Usar a legítima defesa da honra na tentativa de absolver o réu acusado de matar ou ferir a mulher é uma situação que continua a existir no país. “E muito, principalmente nos estados do Nordeste e em regiões de Minas, ainda mais quando os jurados são mais velhos”, diz o professor, advogado criminalista e doutor em direito penal Adilson Rocha.

Ele explica que a figura jurídica da legítima defesa existe quando é usado, moderadamente, um meio necessário para repelir uma injusta agressão atual ou iminente em proteção de um direito. Já a “legítima defesa da honra” não tem previsão expressa na lei. E cita um exemplo: “Se você é chamado por alguém de estuprador, e você não é um estuprador, vai responder fortemente à ofensa, chamando o agressor de animal, desprezível e outros nomes. Nesse caso, não constitui crime em legítima defesa da honra, nem serve de argumento, com previsão legal, para matar alguém ou lesionar”, afirma o advogado criminalista.

Rocha dá mais detalhes: “Nos casos de crime doloso contra a vida, consumados ou tentados, como os de feminicídio, a lei determina que o jurado seja submetido a uma quesitação genérica e obrigatória nos seguintes termos: O jurado absolve o acusado?. Se o jurado responder sim, ele não está obrigado a nenhuma demonstração do argumento que o levou a absolver o réu.

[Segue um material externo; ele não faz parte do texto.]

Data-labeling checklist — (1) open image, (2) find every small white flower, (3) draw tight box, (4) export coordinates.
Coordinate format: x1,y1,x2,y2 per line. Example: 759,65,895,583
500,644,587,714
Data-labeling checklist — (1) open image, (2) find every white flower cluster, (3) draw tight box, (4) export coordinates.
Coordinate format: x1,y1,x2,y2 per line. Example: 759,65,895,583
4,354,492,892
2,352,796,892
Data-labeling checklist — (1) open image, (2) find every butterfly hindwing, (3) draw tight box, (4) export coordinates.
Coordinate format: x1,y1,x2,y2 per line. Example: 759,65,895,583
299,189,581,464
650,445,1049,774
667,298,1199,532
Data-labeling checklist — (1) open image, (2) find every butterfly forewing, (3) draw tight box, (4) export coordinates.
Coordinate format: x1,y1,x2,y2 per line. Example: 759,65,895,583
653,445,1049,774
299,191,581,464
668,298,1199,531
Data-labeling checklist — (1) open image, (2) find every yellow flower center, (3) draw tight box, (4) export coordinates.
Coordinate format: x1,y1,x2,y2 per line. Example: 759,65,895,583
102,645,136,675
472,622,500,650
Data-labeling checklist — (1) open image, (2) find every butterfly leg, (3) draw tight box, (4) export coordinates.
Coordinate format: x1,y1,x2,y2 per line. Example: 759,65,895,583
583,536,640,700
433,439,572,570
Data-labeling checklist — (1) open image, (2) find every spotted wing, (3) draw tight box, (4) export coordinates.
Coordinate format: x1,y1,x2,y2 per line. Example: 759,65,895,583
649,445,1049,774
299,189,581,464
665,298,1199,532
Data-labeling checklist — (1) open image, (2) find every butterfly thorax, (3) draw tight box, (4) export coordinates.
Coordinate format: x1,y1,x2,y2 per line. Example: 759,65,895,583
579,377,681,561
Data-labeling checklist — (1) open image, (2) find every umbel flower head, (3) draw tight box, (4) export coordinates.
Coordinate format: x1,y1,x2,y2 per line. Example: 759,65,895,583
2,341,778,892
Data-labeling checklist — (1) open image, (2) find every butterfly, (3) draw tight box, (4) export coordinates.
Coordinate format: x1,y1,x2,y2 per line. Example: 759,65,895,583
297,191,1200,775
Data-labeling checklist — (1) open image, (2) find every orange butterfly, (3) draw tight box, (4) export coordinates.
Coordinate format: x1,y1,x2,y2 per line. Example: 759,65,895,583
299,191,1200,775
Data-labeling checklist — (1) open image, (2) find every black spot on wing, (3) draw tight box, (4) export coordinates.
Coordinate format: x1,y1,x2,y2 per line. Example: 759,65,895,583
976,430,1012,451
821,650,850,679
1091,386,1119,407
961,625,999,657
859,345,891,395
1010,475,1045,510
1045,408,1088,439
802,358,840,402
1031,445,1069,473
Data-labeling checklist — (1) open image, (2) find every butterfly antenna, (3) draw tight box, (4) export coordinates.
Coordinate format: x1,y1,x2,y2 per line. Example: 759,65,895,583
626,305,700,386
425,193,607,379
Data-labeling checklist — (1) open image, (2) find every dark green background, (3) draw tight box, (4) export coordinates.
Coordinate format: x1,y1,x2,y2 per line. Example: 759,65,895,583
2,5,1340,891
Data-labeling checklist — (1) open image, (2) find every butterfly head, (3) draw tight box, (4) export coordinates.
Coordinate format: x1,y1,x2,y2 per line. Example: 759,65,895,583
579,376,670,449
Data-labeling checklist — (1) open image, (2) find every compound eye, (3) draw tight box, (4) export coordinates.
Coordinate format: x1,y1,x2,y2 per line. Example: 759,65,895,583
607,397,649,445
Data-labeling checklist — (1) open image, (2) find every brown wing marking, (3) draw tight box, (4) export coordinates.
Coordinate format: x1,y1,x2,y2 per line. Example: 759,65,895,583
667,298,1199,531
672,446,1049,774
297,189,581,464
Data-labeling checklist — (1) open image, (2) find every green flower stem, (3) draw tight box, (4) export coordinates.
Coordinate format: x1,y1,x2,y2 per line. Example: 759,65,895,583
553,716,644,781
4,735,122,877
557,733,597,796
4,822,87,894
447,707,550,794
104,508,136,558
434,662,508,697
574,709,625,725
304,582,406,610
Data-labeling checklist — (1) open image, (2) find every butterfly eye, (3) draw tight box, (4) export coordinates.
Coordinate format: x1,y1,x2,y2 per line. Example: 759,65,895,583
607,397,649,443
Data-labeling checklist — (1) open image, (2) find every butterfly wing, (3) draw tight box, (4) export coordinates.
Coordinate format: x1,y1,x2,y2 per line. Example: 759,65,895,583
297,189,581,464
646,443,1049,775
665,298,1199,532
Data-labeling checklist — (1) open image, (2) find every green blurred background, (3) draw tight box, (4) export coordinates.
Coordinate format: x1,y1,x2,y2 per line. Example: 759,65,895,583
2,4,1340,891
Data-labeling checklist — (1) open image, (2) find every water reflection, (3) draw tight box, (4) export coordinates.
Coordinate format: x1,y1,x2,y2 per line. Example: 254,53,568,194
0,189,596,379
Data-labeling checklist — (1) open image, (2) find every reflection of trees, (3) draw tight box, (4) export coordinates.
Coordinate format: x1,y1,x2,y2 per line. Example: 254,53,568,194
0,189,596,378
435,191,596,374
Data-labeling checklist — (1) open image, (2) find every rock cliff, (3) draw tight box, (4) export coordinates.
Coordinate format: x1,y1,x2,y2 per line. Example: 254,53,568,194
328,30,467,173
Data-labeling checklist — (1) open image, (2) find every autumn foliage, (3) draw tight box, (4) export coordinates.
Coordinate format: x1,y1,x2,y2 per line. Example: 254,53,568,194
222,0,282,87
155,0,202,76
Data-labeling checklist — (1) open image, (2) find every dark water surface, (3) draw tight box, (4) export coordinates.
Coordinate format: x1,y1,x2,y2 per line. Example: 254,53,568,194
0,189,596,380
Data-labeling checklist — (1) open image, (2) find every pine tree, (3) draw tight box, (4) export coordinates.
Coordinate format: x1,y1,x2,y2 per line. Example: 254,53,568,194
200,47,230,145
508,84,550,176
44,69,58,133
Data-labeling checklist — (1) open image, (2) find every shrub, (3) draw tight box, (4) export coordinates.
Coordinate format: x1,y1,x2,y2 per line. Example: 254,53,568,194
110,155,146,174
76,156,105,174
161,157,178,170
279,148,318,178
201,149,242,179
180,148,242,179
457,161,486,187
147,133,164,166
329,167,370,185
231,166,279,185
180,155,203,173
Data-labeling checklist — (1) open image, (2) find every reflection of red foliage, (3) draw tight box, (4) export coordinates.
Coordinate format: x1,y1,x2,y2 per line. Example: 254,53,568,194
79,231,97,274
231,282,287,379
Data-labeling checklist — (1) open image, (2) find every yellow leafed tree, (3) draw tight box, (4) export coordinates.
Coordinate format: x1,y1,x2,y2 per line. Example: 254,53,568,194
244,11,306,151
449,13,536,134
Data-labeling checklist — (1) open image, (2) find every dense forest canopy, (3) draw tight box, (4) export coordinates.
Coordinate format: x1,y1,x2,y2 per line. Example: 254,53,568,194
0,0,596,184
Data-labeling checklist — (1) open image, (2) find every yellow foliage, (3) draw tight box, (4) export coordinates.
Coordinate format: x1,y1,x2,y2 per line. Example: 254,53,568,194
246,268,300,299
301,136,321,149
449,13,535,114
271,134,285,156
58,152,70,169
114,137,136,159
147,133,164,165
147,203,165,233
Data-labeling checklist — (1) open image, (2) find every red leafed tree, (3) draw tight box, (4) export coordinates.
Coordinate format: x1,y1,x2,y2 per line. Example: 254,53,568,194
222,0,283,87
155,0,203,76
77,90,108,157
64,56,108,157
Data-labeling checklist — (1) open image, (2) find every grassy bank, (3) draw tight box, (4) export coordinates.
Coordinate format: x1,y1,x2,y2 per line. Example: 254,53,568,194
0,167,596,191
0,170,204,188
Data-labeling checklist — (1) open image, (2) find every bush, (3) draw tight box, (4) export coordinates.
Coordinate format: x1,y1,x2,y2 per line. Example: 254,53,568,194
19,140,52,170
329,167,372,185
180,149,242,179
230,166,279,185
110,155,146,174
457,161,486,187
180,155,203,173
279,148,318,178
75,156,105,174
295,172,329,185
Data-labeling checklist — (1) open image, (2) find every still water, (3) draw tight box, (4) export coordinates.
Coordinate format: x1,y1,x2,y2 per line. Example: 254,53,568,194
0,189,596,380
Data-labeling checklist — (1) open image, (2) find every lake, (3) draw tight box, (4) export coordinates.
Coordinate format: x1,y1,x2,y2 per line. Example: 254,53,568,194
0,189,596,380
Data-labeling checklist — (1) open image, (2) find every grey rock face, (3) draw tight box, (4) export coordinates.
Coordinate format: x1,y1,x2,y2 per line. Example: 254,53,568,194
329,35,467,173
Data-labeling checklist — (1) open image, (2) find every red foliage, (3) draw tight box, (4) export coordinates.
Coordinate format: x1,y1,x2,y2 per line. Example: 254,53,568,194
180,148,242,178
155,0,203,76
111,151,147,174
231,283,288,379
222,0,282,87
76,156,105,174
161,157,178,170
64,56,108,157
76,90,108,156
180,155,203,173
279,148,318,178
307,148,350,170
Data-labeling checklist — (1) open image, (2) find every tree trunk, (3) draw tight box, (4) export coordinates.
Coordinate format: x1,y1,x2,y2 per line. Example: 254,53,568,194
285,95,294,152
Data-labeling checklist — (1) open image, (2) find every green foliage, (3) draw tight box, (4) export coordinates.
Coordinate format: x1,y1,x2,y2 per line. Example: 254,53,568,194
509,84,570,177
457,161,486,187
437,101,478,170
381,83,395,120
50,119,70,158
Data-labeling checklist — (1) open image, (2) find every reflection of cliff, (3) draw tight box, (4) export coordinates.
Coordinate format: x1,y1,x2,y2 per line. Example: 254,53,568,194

Nesses casos, o advogado argumenta, durante sua fala, que houve, sim, uma legítima defesa da honra, podendo o jurado acatar o argumento (do advogado) de que houve efetivamente uma legítima defesa”. Rocha volta a reforçar que a legítima defesa da honra, “em que pese ter sido muito usado anteriormente, e ainda é, não tem expressa previsão na lei”.

Adilson Rocha conta que a tese da legítima defesa da honra foi usada, pela primeira vez, em Ouro Preto, na década de 1940, quando uma mulher matou a amante do marido. “Muitos advogados usam esse argumento na tentativa de absolver seus clientes. Depois de Ouro Preto, Ariosvaldo de Campos Pires (1934-2003) também se valeu disso no julgamento de um marido que assassinou a mulher, em Belo Horizonte”, destaca. As informações são do jornal Estado de Minas.